Zeil: Nein. Der Kapitalerhöhung in Höhe von 700 Millionen Euro mussten wir alle zustimmen, damit aus Österreich staatliche Hilfen kamen. Die CSU/FDP-Regierung hat die Situation mit der Landesbank und der Hypo Alpe Adria vorgefunden. Wir räumen die Scherben weg, die die Vorgängerregierungen hinterlassen haben.

SZ: Sie hören sich an, als fühlten Sie sich als Trümmerfrau nach 40 Jahren CSU-Regierung?

Zeil: Die Entscheidung für die Ausweitung des Geschäftsfelds der Landesbank wurde in der Ära Stoiber getroffen. Deshalb muss auch sein Beitrag geklärt werden, auch die Vorgänge in Kroatien.

SZ: Wo er sich angeblich persönlich für den Kauf der Hypo Alpe Adria durch die Landesbank eingesetzt hat.

Zeil: Da darf nichts unter den Teppich gekehrt werden.
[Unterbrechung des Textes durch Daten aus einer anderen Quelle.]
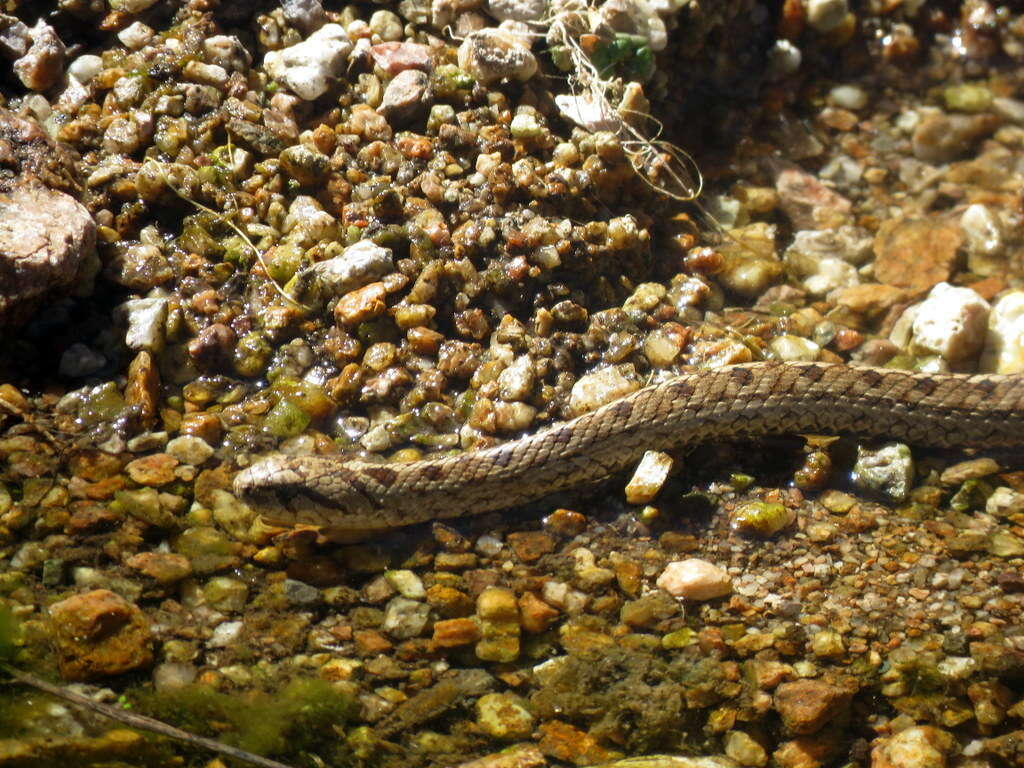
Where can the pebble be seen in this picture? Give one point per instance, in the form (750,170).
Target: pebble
(1005,502)
(916,254)
(224,634)
(504,716)
(951,323)
(225,594)
(309,68)
(406,96)
(984,239)
(130,7)
(761,518)
(46,242)
(887,470)
(163,567)
(135,35)
(1004,350)
(694,580)
(396,57)
(848,97)
(825,15)
(358,265)
(795,348)
(942,138)
(588,112)
(407,584)
(42,65)
(307,15)
(79,359)
(744,750)
(916,747)
(593,390)
(189,450)
(404,619)
(85,68)
(648,477)
(808,203)
(14,38)
(387,25)
(491,54)
(98,634)
(360,305)
(806,706)
(518,10)
(870,300)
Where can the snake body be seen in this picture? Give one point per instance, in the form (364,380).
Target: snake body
(736,401)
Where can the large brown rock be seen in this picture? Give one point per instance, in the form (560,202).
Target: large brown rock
(806,706)
(47,245)
(99,634)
Was die Vorstände der Landesbank und die Mitglieder des Verwaltungsrats getan haben, ist das eine. Aber es geht auch um politische Verantwortung.
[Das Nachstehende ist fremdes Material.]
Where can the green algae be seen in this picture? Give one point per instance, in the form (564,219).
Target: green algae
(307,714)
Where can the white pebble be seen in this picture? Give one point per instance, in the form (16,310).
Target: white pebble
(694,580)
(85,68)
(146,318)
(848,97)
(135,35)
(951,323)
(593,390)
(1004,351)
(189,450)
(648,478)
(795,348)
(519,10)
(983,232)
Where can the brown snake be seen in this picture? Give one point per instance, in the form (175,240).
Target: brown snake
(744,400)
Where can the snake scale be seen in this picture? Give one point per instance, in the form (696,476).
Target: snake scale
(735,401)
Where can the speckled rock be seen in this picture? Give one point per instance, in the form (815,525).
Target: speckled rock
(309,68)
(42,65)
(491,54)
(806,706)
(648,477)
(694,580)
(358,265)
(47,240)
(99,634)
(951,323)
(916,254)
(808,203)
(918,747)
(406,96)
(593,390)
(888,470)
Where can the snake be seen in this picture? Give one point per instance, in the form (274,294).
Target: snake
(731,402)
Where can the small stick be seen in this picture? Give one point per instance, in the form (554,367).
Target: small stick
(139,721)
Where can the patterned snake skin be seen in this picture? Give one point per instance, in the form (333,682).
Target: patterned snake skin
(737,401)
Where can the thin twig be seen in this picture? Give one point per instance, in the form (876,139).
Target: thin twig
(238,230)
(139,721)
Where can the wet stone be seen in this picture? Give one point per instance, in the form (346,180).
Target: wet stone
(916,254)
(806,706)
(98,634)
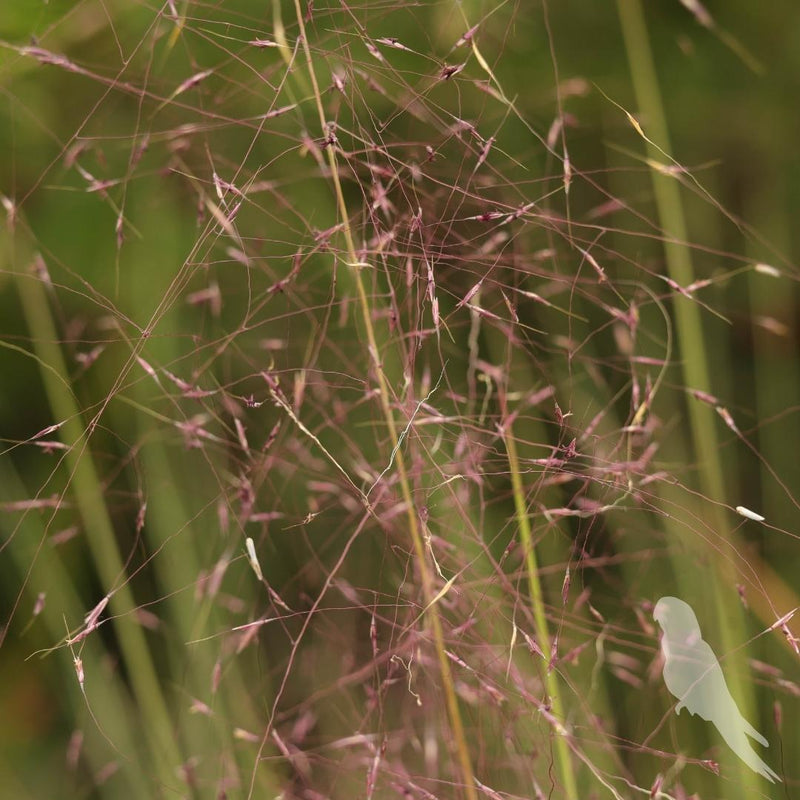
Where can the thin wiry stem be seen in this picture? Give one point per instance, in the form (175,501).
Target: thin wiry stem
(87,490)
(539,617)
(689,330)
(434,618)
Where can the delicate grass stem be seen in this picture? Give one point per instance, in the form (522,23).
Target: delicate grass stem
(540,619)
(689,331)
(88,492)
(426,577)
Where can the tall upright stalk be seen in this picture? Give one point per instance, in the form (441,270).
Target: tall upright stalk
(540,619)
(691,341)
(86,488)
(426,577)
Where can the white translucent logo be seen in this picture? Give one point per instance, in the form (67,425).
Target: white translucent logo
(693,675)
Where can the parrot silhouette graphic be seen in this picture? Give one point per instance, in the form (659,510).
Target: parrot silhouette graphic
(693,675)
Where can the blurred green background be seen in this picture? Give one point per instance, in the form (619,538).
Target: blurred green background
(171,237)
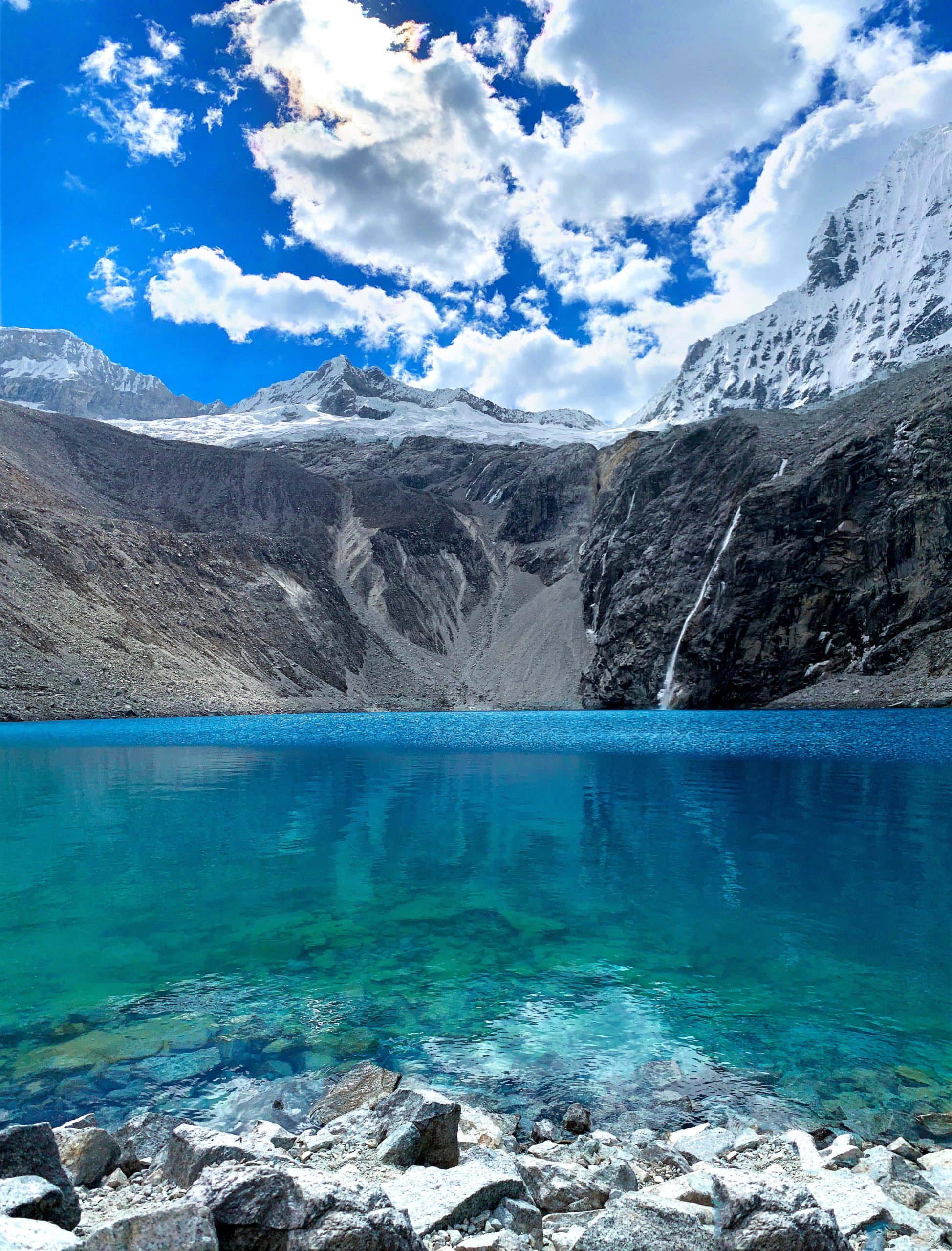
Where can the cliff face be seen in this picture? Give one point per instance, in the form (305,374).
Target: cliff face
(782,555)
(144,577)
(877,298)
(803,557)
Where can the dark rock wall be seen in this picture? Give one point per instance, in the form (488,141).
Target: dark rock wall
(840,566)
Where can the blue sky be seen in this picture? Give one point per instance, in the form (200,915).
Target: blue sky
(546,202)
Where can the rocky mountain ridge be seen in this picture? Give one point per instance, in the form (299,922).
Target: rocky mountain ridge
(801,557)
(58,372)
(342,389)
(877,298)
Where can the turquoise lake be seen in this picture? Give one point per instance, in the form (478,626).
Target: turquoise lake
(531,907)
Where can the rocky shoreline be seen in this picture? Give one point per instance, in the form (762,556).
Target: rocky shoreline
(377,1165)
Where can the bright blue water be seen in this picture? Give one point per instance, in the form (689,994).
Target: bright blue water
(531,906)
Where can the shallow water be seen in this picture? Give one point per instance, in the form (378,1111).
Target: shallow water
(528,906)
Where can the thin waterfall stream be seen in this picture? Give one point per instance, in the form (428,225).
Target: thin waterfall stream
(667,692)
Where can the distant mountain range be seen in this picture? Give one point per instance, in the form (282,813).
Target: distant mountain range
(58,372)
(800,556)
(876,300)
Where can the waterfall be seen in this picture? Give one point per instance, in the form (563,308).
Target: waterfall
(667,692)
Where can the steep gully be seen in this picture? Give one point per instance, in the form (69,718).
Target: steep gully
(797,557)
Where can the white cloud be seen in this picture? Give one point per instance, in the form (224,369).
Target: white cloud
(392,160)
(74,183)
(122,102)
(399,157)
(114,289)
(538,369)
(202,284)
(12,90)
(493,309)
(142,223)
(502,43)
(162,43)
(531,305)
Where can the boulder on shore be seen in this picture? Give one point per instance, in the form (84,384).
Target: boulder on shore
(30,1150)
(439,1200)
(434,1116)
(263,1207)
(647,1224)
(88,1153)
(761,1214)
(183,1227)
(18,1234)
(32,1198)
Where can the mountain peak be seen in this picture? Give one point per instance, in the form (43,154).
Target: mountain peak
(59,372)
(877,297)
(341,389)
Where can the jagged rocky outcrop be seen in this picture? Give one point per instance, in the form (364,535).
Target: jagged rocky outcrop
(149,577)
(877,298)
(58,372)
(802,556)
(767,556)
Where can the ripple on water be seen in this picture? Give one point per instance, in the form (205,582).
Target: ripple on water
(531,907)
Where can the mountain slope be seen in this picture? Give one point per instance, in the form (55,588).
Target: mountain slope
(799,556)
(877,298)
(151,577)
(341,401)
(343,391)
(58,372)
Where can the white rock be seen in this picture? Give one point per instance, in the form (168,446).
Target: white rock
(439,1199)
(857,1203)
(184,1227)
(562,1186)
(18,1234)
(937,1159)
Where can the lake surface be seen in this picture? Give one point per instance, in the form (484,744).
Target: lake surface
(527,906)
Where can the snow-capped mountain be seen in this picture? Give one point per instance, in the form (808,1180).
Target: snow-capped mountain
(341,401)
(58,372)
(341,389)
(877,297)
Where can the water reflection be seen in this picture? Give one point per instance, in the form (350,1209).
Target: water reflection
(479,915)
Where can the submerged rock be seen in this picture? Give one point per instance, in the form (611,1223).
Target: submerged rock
(363,1086)
(577,1120)
(30,1150)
SZ: Was heißt das? Wollen Sie, dass Stoiber Abbitte leistet?

Zeil: Ich erwarte ein klares Wort. Stoiber muss sich zu seiner Mitverantwortung für das Landesbank-Debakel bekennen und zur Aufklärung beitragen.

SZ: Es geht nicht nur um frühere Verantwortung. Nimmt Finanzminister Fahrenschon bei der Aufklärung des Skandals zuviel Rücksicht auf die alten CSU-Granden?
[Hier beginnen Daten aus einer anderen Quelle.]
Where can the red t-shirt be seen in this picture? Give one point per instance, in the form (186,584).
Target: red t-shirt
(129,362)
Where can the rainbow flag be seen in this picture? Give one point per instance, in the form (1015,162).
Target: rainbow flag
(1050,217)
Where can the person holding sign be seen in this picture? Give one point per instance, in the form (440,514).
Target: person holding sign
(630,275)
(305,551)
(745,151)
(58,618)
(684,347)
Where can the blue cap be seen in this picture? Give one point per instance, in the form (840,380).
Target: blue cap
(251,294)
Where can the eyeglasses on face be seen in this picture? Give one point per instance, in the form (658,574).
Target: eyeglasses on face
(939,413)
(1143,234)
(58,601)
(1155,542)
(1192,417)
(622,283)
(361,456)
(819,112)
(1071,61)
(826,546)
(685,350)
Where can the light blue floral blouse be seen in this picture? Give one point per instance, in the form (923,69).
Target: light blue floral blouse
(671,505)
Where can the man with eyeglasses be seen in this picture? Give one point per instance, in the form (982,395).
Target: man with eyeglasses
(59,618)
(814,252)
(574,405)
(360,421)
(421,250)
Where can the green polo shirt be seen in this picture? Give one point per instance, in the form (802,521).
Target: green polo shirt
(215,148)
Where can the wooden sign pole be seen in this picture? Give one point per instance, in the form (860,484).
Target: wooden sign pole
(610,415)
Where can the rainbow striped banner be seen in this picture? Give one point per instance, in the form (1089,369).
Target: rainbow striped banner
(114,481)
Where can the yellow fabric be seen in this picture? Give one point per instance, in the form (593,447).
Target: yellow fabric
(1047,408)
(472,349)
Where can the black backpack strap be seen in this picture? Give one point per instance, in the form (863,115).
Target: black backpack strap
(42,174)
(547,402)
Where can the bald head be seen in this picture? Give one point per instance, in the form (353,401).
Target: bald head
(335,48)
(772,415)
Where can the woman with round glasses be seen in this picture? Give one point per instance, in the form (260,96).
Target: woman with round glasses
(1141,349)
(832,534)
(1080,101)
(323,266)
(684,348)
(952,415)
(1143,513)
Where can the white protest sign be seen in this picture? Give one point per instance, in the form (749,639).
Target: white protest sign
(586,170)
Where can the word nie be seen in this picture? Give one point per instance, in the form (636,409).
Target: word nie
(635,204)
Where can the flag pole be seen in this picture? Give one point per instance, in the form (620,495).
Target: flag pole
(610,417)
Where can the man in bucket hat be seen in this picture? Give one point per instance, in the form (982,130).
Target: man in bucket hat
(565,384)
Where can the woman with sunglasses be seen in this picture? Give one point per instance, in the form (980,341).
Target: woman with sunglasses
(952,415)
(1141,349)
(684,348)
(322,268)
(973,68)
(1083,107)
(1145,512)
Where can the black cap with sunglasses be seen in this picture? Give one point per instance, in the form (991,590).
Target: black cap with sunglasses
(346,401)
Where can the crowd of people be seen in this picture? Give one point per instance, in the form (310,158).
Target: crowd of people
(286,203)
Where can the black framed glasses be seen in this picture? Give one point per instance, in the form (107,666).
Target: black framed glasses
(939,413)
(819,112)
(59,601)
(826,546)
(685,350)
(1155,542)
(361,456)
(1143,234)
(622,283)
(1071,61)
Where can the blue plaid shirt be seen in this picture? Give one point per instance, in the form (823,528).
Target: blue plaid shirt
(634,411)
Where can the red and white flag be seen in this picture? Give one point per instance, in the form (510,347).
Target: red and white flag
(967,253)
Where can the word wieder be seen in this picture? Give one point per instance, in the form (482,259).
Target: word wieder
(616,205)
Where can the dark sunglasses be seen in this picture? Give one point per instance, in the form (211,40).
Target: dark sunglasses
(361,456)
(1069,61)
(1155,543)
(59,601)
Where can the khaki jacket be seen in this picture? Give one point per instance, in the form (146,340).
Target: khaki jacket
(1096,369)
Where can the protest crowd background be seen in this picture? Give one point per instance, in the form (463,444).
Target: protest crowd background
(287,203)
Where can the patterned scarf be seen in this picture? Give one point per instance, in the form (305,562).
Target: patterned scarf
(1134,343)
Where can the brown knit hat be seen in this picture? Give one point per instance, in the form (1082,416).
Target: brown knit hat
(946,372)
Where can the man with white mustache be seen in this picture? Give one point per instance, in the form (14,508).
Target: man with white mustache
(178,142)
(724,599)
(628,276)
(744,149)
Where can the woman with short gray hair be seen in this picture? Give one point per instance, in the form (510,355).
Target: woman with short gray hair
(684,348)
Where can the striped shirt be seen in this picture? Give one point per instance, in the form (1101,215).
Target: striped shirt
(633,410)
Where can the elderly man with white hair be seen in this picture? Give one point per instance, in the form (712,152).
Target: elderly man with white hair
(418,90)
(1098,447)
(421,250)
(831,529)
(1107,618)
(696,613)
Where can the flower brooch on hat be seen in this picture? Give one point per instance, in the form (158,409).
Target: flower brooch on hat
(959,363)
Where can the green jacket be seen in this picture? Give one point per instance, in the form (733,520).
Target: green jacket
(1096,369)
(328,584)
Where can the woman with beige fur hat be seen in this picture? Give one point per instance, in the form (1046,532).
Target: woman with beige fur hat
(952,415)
Zeil: Ich bin mit der Arbeit des Kollegen Fahrenschon sehr zufrieden. Er geht das engagiert an, auch wenn nicht immer alles rund gelaufen ist.

SZ: Sie meinen, weil der kritische Bericht der Sonderprüferin Corinna Linner monatelang zurückgehalten wurde?

Zeil: Der Umgang mit dem Bericht wirft Fragen auf. Wenn man die Protokolle liest, ist es sehr ungewöhnlich, dass die Sonderprüferin noch in der Sitzung des Verwaltungsrates ihre Bewertung zurückgezogen und sich zu einer Revision ihrer Beurteilung bereit erklärt hat. Das kann ich bis heute nicht verstehen.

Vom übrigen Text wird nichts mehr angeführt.